John Awuah, CEO of the Ghana Association of Banks (GAB), welcomed the move, stating that it aligns with the banking sector’s expectations and should result in lower interest rates across commercial banks. He explained that the Ghana Reference Rate (GRR), which plays a key role in determining market lending rates, is likely to reflect the policy cut when it is updated on August 6, 2025. Lending rates, which currently hover between 20–23%, are projected to drop noticeably.

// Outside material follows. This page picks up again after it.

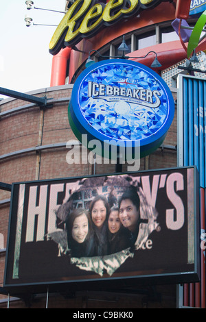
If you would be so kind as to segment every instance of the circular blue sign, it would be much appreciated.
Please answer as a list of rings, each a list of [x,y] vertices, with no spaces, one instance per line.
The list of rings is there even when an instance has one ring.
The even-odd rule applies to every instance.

However, Awuah also highlighted the need for better alignment between various market rates. He noted a disconnect between the policy rate, the open market operations rate (9.5%), and treasury bill yields (about 10%), suggesting a need for synchronisation to ensure that credit markets function more effectively. He emphasized that aligning these rates would give investors and borrowers confidence in the central bank’s policy direction.

Echoing these sentiments, economist Prof. Godfred Bokpin from the University of Ghana commended the policy cut but stressed the need for stronger coordination between fiscal and monetary policy. While he acknowledged the reduction as a step in the right direction for economic recovery, he noted that the central bank’s previous reluctance to reduce rates had created a lag between falling inflation and high borrowing costs. Bokpin had anticipated a more aggressive 500bps cut but believes the 300bps reduction is still impactful.

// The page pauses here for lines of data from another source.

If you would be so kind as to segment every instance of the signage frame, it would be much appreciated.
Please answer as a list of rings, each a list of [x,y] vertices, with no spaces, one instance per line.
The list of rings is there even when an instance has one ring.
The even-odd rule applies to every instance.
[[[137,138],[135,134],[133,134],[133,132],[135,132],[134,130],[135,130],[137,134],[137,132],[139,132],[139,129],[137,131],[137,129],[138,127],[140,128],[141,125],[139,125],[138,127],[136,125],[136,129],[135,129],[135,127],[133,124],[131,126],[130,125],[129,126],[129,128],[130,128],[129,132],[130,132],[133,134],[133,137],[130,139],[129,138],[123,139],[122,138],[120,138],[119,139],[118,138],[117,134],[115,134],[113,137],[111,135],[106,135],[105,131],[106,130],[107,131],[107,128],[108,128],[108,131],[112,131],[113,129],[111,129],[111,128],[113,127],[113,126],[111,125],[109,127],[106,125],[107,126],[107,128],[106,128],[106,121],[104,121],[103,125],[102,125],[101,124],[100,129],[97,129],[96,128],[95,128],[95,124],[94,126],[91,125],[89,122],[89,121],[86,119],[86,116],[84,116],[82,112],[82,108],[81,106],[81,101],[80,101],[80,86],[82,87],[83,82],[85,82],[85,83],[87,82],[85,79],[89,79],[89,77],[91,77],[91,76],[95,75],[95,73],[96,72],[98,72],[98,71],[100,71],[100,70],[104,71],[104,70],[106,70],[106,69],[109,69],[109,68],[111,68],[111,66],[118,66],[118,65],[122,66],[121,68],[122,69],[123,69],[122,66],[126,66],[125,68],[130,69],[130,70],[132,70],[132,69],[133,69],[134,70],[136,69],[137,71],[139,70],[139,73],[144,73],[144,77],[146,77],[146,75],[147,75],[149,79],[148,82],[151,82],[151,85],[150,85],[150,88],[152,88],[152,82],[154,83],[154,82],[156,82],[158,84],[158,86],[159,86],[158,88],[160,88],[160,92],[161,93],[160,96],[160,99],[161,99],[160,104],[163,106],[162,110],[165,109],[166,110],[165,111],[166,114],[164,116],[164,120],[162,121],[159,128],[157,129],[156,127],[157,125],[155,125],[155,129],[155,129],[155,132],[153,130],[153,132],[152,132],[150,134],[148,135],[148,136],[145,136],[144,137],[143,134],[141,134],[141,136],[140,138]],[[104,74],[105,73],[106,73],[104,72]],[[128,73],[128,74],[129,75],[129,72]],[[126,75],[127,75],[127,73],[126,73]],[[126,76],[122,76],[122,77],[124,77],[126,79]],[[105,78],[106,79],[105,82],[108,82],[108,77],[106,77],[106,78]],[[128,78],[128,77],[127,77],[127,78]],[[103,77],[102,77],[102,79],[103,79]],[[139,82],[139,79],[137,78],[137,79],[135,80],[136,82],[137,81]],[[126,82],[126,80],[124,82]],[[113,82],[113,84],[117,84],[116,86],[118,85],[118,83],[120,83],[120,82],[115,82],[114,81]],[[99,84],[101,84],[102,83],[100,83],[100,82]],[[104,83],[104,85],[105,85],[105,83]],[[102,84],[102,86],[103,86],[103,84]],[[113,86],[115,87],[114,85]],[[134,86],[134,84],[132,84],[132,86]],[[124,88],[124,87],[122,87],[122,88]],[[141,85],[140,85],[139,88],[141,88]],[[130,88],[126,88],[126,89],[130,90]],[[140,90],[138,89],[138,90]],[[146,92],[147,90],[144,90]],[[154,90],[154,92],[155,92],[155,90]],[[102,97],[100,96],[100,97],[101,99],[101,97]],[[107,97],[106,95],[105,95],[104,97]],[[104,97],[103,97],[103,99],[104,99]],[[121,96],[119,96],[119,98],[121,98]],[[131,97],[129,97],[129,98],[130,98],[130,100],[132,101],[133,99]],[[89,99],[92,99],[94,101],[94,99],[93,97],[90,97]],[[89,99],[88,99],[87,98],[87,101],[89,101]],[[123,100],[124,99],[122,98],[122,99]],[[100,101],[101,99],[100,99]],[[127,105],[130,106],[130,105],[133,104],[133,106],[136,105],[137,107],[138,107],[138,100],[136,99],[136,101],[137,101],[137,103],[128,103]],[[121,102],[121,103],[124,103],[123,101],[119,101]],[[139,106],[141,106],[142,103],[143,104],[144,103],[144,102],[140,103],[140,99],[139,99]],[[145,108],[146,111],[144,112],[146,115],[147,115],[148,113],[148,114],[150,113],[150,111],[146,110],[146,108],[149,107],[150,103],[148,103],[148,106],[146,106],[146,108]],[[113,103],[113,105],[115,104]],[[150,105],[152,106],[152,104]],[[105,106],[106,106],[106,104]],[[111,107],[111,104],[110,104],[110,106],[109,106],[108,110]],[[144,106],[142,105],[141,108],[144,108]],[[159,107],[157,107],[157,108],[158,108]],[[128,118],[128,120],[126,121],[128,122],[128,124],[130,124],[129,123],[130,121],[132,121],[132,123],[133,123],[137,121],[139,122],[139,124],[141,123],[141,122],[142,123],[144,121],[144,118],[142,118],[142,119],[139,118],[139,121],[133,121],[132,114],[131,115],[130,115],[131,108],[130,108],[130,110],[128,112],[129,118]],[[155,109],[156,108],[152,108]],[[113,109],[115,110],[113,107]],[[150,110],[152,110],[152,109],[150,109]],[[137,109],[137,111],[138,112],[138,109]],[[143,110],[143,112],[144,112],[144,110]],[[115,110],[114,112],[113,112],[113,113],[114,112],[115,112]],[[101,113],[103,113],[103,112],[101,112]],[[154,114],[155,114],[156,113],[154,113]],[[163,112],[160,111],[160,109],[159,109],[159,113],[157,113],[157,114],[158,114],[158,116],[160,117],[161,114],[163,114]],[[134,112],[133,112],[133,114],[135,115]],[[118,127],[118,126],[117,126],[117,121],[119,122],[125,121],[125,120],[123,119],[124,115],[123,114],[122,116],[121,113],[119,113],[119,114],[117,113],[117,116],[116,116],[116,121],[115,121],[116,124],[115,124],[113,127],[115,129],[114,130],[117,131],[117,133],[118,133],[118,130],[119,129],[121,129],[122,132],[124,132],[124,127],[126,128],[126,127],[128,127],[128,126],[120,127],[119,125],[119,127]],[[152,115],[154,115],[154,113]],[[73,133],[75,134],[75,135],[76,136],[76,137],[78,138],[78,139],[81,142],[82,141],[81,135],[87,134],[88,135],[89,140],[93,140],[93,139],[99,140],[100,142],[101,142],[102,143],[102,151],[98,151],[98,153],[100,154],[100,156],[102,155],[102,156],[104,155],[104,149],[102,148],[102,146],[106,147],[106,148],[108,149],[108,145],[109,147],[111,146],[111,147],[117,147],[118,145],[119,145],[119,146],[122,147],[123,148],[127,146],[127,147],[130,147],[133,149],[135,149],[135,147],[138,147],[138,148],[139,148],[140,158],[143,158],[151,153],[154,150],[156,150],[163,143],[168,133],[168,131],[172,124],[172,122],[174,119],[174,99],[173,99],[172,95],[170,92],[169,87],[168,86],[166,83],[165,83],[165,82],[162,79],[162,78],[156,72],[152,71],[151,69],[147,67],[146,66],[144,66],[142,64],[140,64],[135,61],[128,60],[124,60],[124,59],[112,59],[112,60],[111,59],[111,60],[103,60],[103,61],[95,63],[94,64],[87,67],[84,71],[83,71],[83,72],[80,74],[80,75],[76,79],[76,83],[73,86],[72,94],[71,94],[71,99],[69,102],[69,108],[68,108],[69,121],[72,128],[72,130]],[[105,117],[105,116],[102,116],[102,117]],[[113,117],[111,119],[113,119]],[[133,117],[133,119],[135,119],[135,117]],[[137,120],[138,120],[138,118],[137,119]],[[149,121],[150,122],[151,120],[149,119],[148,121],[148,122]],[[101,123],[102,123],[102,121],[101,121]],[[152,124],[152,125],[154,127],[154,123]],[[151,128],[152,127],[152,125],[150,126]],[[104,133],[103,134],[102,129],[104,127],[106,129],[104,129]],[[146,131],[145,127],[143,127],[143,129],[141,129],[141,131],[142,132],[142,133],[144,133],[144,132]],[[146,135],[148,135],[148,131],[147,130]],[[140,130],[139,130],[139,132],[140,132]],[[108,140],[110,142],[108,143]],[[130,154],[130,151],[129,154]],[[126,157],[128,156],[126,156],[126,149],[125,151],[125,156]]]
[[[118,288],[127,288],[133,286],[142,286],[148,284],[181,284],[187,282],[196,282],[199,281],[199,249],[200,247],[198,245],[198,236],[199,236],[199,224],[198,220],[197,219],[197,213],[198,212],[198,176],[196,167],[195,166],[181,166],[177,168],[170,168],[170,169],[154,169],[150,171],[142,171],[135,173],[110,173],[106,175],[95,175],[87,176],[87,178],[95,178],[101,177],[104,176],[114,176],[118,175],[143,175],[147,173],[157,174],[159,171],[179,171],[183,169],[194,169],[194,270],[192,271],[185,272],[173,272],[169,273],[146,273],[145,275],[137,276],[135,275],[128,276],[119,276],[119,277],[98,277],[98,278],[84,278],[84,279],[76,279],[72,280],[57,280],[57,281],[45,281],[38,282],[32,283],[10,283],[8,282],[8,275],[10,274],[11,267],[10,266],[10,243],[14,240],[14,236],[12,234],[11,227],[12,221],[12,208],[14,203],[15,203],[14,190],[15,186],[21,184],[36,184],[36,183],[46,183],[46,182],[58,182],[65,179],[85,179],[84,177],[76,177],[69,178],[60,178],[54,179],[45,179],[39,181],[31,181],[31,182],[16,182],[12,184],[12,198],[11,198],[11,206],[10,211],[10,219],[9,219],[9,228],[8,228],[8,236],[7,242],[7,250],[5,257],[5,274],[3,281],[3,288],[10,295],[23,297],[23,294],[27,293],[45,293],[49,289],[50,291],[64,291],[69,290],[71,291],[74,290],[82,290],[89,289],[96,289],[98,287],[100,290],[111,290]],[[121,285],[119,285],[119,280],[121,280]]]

Despite the positive outlook, Prof. Bokpin warned that other tightening measures, such as tiered reserve requirements and high reserve ratios—sometimes up to 25%—could blunt the effect of the policy change. He advised that broader structural adjustments are needed to truly unlock affordable credit, especially for the private sector. As inflation continues to decline, more rate cuts could follow, possibly bringing the policy rate below 11% in the near future.